Fernando akan mengemban tugas sebagai Pjs. Presiden Mahasiswa UPR selama masa transisi menuju pelaksanaan Pemilihan Raya (Pemira) Presiden Mahasiswa UPR periode 2025–2026. Dalam masa jabatannya yang bersifat sementara, ia diharapkan mampu menjalankan roda organisasi dan memastikan jalannya proses demokrasi mahasiswa secara tertib dan partisipatif.

Diketahui, Fernando Fairsky bukan sosok baru di lingkungan pergerakan mahasiswa UPR. Ia baru saja menyelesaikan masa jabatannya sebagai Gubernur BEM Fakultas Ilmu Sosial dan Ilmu Politik (FISIP) UPR periode 2024–2025, dan juga merupakan kader aktif dari Gerakan Mahasiswa Nasional Indonesia (GMNI) Komisariat FISIP UPR.

Presiden Mahasiswa UPR demisioner, David Benedictus Situmorang, menyampaikan harapannya agar Pjs. yang baru dapat menjalankan tugas dengan tanggung jawab penuh, meskipun dalam periode waktu yang relatif singkat. “Harapan saya, Pjs.
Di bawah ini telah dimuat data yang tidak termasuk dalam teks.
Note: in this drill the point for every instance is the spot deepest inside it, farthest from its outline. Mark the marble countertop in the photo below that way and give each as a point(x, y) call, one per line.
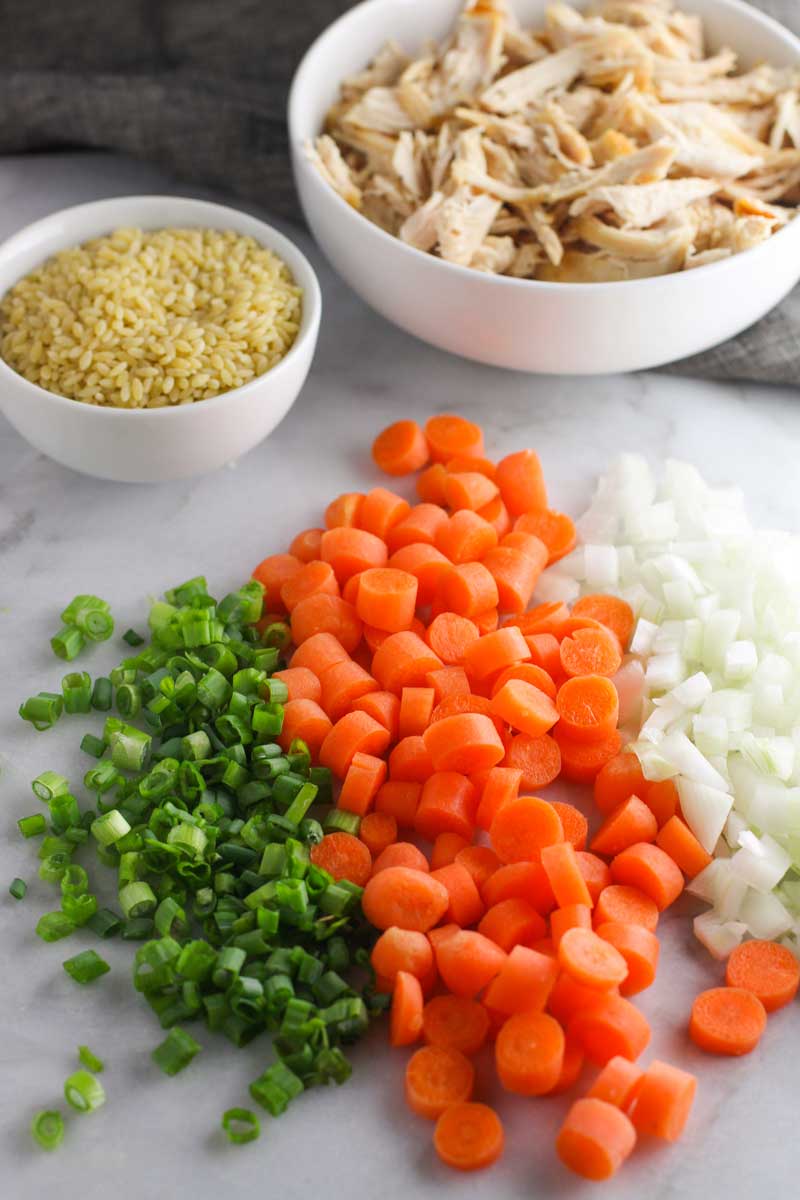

Presma dapat menjalankan tugas dan kewajiban sebaik-baiknya, menjaga keberlanjutan roda organisasi, serta mengawal proses Pemira dengan integritas,” ujar David. Kamis, (26/06/2025)

Menanggapi penetapannya, Fernando menyampaikan rasa terima kasihnya kepada seluruh peserta forum yang telah memberikan kepercayaan kepadanya. Ia berkomitmen untuk menjadikan masa transisi ini sebagai momentum konsolidasi dan persiapan bagi lahirnya kepemimpinan baru di tingkat mahasiswa.

“Saya mengucapkan terima kasih kepada forum yang telah mempercayakan amanah ini kepada saya. Saya berharap seluruh elemen mahasiswa dapat bekerja sama menyukseskan Pemira Raya UPR, sebagai bagian dari proses regenerasi yang sehat dan demokratis,” ungkap Fernando.

Dengan ditetapkannya Fernando Fairsky sebagai Pjs. Presiden Mahasiswa UPR, diharapkan roda organisasi mahasiswa tingkat universitas tetap berjalan dinamis, sembari mempersiapkan pemimpin baru yang akan melanjutkan estafet perjuangan mahasiswa UPR ke depan.